How to parse $QUERY_STRING from a bash CGI script

2019-01-06 19:20发布

问题:

I have a bash script that is being used in a CGI. The CGI sets the $QUERY_STRING environment variable by reading everything after the ? in the URL. For example, http://example.com?a=123&b=456&c=ok sets QUERY_STRING=a=123&b=456&c=ok.

Somewhere I found the following ugliness:

b=$(echo "$QUERY_STRING" | sed -n 's/^.*b=\([^&]*\).*$/\1/p' | sed "s/%20/ /g")

which will set $b to whatever was found in $QUERY_STRING for b. However, my script has grown to have over ten input parameters.

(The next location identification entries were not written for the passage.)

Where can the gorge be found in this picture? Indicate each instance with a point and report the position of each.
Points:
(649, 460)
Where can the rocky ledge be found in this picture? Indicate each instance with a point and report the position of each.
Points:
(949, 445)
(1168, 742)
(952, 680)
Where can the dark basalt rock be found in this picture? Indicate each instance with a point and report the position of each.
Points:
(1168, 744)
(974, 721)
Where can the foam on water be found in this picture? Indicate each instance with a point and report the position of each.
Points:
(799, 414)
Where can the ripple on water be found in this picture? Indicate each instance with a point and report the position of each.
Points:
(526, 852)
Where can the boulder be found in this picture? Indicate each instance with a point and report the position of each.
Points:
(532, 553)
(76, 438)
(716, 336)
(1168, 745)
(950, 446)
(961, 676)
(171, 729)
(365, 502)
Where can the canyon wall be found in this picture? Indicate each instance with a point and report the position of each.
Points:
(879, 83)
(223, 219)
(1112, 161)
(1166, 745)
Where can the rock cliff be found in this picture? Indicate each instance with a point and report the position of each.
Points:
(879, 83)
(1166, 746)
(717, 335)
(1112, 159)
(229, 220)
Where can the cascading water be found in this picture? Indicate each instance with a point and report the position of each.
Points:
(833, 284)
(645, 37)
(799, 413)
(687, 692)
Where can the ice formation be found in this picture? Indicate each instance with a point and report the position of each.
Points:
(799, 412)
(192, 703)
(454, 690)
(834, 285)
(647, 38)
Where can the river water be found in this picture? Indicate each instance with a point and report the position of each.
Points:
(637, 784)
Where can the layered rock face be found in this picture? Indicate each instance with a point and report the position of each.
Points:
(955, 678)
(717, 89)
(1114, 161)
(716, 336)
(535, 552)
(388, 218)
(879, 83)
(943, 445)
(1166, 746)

Is there an easier way to automatically convert the parameters in $QUERY_STRING into environment variables usable by bash?

Maybe I'll just use a for loop of some sort, but it'd be even better if the script was smart enough to automatically detect each parameter and maybe build an array that looks something like this:

${parm[a]}=123
${parm[b]}=456
${parm[c]}=ok

How could I write code to do that?

回答1:

Try this:

saveIFS=$IFS
IFS='=&'
parm=($QUERY_STRING)
IFS=$saveIFS

Now you have this:

parm[0]=a
parm[1]=123
parm[2]=b
parm[3]=456
parm[4]=c
parm[5]=ok

In Bash 4, which has associative arrays, you can do this (using the array created above):

declare -A array
for ((i=0; i<${#parm[@]}; i+=2))
do
    array[${parm[i]}]=${parm[i+1]}
done

which will give you this:

array[a]=123
array[b]=456
array[c]=ok

Edit:

To use indirection in Bash 2 and later (using the parm array created above):

for ((i=0; i<${#parm[@]}; i+=2))
do
    declare var_${parm[i]}=${parm[i+1]}
done

Then you will have:

var_a=123
var_b=456
var_c=ok

You can access these directly:

echo $var_a

or indirectly:

for p in a b c
do
    name="var$p"
    echo ${!name}
done

If possible, it's better to avoid indirection since it can make code messy and be a source of bugs.



回答2:

you can break $QUERY down using IFS. For example, setting it to &

$ QUERY="a=123&b=456&c=ok"
$ echo $QUERY
a=123&b=456&c=ok
$ IFS="&"
$ set -- $QUERY
$ echo $1
a=123
$ echo $2
b=456
$ echo $3
c=ok

$ array=($@)

$ for i in "${array[@]}"; do IFS="=" ; set -- $i; echo $1 $2; done
a 123
b 456
c ok

And you can save to a hash/dictionary in Bash 4+

$ declare -A hash
$ for i in "${array[@]}"; do IFS="=" ; set -- $i; hash[$1]=$2; done
$ echo ${hash["b"]}
456


回答3:

Please don't use the evil eval junk.

Here's how you can reliably parse the string and get an associative array:

declare -A param   
while IFS='=' read -r -d '&' key value && [[ -n "$key" ]]; do
    param["$key"]=$value
done <<<"${QUERY_STRING}&"

If you don't like the key check, you could do this instead:

declare -A param   
while IFS='=' read -r -d '&' key value; do
    param["$key"]=$value
done <<<"${QUERY_STRING:+"${QUERY_STRING}&"}"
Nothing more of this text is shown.